(Published in The New Indian Express, School Edition, on 2 January, 2012)
Wilbur Smith has been writing bestsellers for 47 years. The celebrated author, who is just shy of his 78th birthday, is on the Landmark Wilbur Smith India Tour to promote his latest offering, Those in Peril. Among his favourite encounters with readers is one that happened in Australia, when a teenager who had lost a leg in a train accident spoke of how the lead character of Smith’s The Sunbird, and the manner in which he overcame disability, inspired him. Despite what is seen as adult content, his novels have wide readership among children, many as young as 9 years of age. In this exclusive chat with Nandini Krishnan, Wilbur Smith speaks about his young audience, his retelling of history, and how early he learnt about character development.
If your books were to be made into movies, you know they’d be A-rated for sex and violence, right? But you’ve had schoolchildren come up to you, and say they love your books. Don’t their parents object to their reading you?
(Laughs) Well, I think it doesn’t seem to worry anyone, because a lot of families come to me at signings – from grandfather to the little kid. And they’re quite proud of the fact that the children in their families are reading my books. On the other hand, I had a lady from one of the papers here in India come up to me and say, “Oh, I started reading your books when I was 12, and my mother caught me reading them, and took them away from me.” So, I asked her if that made her want to read them more, and she said, “Of course!” So, when her mother said she couldn’t, she only wanted to read them more. So, it works out quite well for me! (Laughs)
Since we live in such a politically correct era, have your publishers ever suggested that you publish one version for adults, and one for children?

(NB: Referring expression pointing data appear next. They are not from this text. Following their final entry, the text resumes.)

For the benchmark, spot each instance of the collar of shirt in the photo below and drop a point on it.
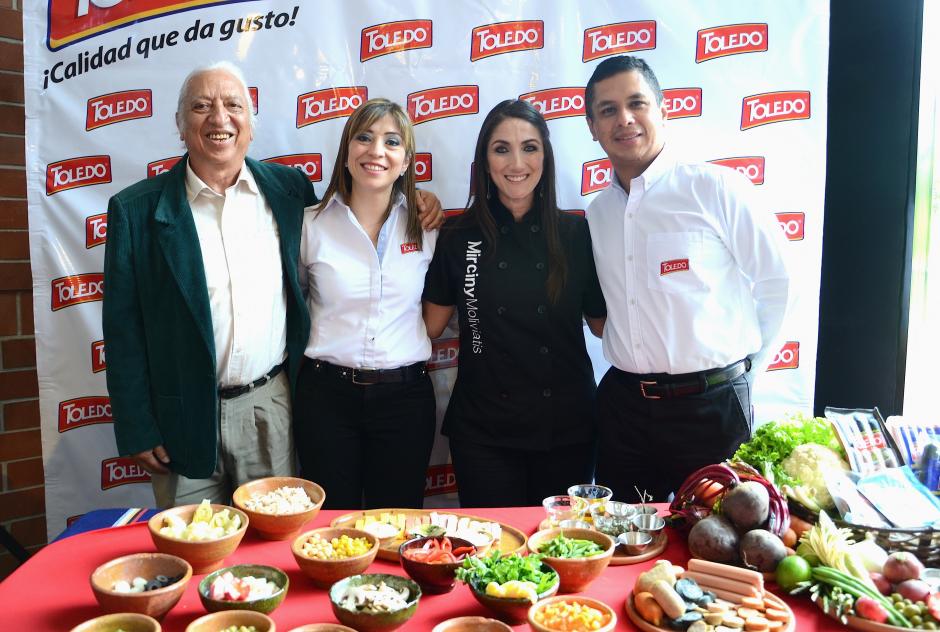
(195, 186)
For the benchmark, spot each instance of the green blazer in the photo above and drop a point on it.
(161, 361)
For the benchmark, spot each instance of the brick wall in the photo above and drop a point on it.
(22, 502)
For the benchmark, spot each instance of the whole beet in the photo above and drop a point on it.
(746, 505)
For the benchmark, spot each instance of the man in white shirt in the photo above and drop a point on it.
(696, 289)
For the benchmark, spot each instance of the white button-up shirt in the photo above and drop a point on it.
(242, 258)
(691, 268)
(365, 301)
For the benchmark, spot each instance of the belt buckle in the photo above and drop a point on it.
(643, 385)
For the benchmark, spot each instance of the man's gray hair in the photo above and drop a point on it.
(228, 67)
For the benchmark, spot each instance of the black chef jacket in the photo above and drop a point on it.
(524, 378)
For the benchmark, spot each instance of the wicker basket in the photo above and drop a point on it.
(923, 543)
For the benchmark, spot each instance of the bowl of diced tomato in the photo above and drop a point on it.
(432, 561)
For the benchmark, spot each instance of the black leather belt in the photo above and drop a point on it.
(234, 391)
(661, 386)
(399, 375)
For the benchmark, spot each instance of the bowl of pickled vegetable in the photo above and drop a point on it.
(374, 602)
(203, 535)
(509, 585)
(329, 554)
(432, 561)
(578, 555)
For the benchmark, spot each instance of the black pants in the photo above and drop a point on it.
(489, 476)
(654, 444)
(368, 443)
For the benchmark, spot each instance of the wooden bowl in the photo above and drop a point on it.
(153, 603)
(279, 526)
(575, 573)
(215, 621)
(265, 605)
(127, 621)
(585, 601)
(324, 573)
(205, 555)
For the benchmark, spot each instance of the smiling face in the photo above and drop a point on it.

No. That’s never happened. I think some of my first books were banned in South Africa, which was under apartheid rule, because the government then was very, very strict, Calvinistic Christian, and it was banned for every reason. If one of my characters said, ‘Oh, my God!’, that was sacrilege, and if a girl took her pants down, it was a terrible thing. But those days are past. From political correctness, of course, people have said I’m racist, because one of my characters used the ‘N’ word to refer to a dark-skinned person, but if I’m writing about a time when discrimination between races was current, and in many cases, was law, my characters are going to talk like that, because people did speak like that. Of course, now they don’t, in common social intercourse. But I write about real people, modern people, talking as people do under stress, or when they’re talking to a trusted friend, and I’m trying to make them real people, not models of political correctness. I wouldn’t adapt my work for anyone. I write it as I see it.
Do your editors ever suggest changes, though?
In fact, I’ve had new editors whom I’ve had to train to see my work in a certain way. I had conditioned my old editor, who was with me for 15-20 years, to check my work only for spellings and chronology and punctuation. In the beginning, she would say, “Oh, you can’t write that! That’s too sexual, too erotic!” and I would say, “I don’t want to hear that from you, let me be the judge of that!” And when she moved to another publishing firm, I had to train my new editors. The first book I sent to them, they sent back about 50 pages that they recommended I should change, so that they would be more politically correct. I said to them, “Oh, stop this nonsense! Just check for spellings!”
The saying that “History is the lies of the victor” is often used. But writers of novels with historical settings bring in a new perspective on history. Is this aspect of your role important to you?
Yes, I try to put myself into the role of a person living at the time, and think about what he would see. A Frenchman, for instance, sees Waterloo in a completely different way from an Englishman. (Laughs) My French publisher once said to me, “You know, the English are crazy! They name all their railway stations after French victories – Waterloo, Trafalgar.” They see those as French victories. So, it’s all in the eye of the beholder. So, I’m sure some people have looked upon my rendition of history, and maybe not agreed with it, and maybe some have thought “ah!” At one of my book events in India, I was speaking about the role of the Raj, the British administration of India, and there was a General from the Indian Army, who came up to me and said, “I enjoyed your speech, but I don’t agree with everything you say. But let’s agree to disagree.” That’s a very civilised attitude.
You’ve spoken of the role one of your schoolteachers played in teaching you to develop characters. How important do you think it is to teach techniques of writing in someone’s formative years?
It was certainly very important for me. This English master who spoke to me about character development was Vernon Forbes. The main thing I got from him was encouragement. Though he pointed out how I might have dealt better with the plotline, and the language of the story, and the time in which it was set, at the beginning, what every writer needs is encouragement – someone to say, “What you’re doing is worthwhile, continue doing it.” And this is not important only at the beginning, but at the end as well, because, like any endeavour, we need to have our backs stroked, to give us the incentive to make the next effort, to take on the next project.